Since I moved to Shanghai years ago, I have made it a point to visit the shops around Yu Gardens or Yuyuan (豫园) right before Chinese New Year to buy new year decorations and soak up the festive cheer. This is somewhat out of character as I typically abhore tourist crowds, bargaining and generally being trampled upon.
But it’s hard not to be caught up in all the bold colors, relentless noise and overall playful atmostphere that assaults one’s sense when you enter the vicinity. Jostling down the stretch of Fuyou Lu (福佑路) and their respective tiny lanes, one moved as if in a shoal of fish rolling with currents in the deep blue sea. One minute, you’re propelled forward on an overcrowded sidewalk, next, you’re pulled back by oncoming traffic. To deal with this, as I have said to readers every year, shoulders back, head down and let flow with the orchestra of chaos.
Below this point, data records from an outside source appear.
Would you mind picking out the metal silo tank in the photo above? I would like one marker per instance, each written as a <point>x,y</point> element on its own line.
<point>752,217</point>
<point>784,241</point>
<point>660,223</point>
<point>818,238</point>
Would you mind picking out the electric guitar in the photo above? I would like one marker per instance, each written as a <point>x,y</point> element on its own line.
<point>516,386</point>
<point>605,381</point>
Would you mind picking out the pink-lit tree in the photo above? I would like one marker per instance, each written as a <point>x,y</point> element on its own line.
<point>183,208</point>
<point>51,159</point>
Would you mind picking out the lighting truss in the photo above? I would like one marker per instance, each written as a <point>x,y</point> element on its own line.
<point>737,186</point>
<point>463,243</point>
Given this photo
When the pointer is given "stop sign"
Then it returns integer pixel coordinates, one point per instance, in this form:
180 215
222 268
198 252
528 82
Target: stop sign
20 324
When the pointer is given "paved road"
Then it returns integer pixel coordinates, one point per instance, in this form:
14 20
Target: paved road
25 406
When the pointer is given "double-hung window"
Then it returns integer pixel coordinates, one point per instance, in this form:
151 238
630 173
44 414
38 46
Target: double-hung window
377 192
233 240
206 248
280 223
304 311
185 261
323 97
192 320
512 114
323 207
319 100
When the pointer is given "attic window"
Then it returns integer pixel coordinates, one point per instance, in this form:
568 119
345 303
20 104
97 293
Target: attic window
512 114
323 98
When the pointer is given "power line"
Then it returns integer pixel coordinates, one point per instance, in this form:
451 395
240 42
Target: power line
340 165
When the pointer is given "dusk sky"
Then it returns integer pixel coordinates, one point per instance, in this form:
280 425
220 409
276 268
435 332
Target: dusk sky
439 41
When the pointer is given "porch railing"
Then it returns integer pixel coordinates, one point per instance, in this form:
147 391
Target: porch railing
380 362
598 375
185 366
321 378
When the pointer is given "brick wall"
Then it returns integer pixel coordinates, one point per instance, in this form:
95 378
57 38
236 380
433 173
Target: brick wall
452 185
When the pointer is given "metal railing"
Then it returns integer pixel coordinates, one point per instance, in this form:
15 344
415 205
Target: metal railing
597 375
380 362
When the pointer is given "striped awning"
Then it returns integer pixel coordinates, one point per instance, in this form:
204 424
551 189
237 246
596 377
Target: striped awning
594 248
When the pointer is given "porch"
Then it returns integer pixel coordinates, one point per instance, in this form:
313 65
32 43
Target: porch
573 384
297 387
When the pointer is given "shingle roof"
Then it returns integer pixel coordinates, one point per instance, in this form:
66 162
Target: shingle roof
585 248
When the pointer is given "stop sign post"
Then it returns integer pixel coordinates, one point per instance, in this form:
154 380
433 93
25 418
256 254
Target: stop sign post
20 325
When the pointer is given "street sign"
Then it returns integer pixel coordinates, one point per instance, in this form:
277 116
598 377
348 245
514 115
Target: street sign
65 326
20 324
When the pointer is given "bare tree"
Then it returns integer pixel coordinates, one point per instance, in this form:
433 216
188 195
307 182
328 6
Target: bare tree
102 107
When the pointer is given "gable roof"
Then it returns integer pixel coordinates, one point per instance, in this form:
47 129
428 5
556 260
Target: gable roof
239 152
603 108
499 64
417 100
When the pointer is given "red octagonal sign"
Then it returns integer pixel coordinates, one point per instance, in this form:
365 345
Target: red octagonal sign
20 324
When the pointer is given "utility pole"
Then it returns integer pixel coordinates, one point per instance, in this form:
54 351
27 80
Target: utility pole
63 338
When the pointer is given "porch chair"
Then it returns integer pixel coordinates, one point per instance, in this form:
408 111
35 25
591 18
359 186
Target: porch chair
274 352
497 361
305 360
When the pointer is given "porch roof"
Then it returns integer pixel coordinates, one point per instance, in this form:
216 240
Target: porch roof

The Chinese New Year is less than a week away and crowds are thick and urgent. Shop keepers, mostly from out of Shanghai, are keen to clear stock so they can head back to their hometowns in time for reunion dinner on the 29 January. What happens to all the New Year paraphernalia when the season is over? “Back to weddings.” A shopkeeper replied me hurriedly, perrying questions while bargaining with his audience all at the same time. Ah, the perennial moneymaker of festivities.
Meanwhile, harried customers, both new and old residents of Shanghai, are contemplating the best way to dress up their homes to usher in friends, family, wealth and health … and wealth. That is, if they are stayiing in town for the week long holiday. “Absolutely not,” a Shanghai colleague said to me. With the hordes of crowds in and out of the country, she often felt trapped and bored at home. Others are excited about their upcoming vacation to Paris, California, Korea or Japan. “There’s little point in staying in Shanghai nowadays, we’ve only so many relatives to visit,” another Chinese friend told me.
This year in the shops, the kaleidoscopic explosion of colors present themselves in every style a horse can be portrayed. A paper cutting of a regal mare with flying mane in mid-gallop, plastic shiny hues of an overly cute My Little Pony poster, a poised Roman-styled stallion in the centre of a rotating paper medallion or a roundish caricature that looked more bear than horse. Stuffed toys were piled high in bins and hung low overhead like sausages. They came in different patterns, texture and patchworks but almost all had that frozen smile that could secretly come alive at midnight. After the dragon, the horse is the only animal among the 12 Chinese zodiac animals that can capture the accumulated aura of nobility, elegance and power. Hence its wide appeal with businessmen and children alike.
Each year, encourage readers to pop over to the festive mosh-pit. So go on, partake in the equine tackiness and splendor by Yuyuan. The horse won’t be back for another 12 more years!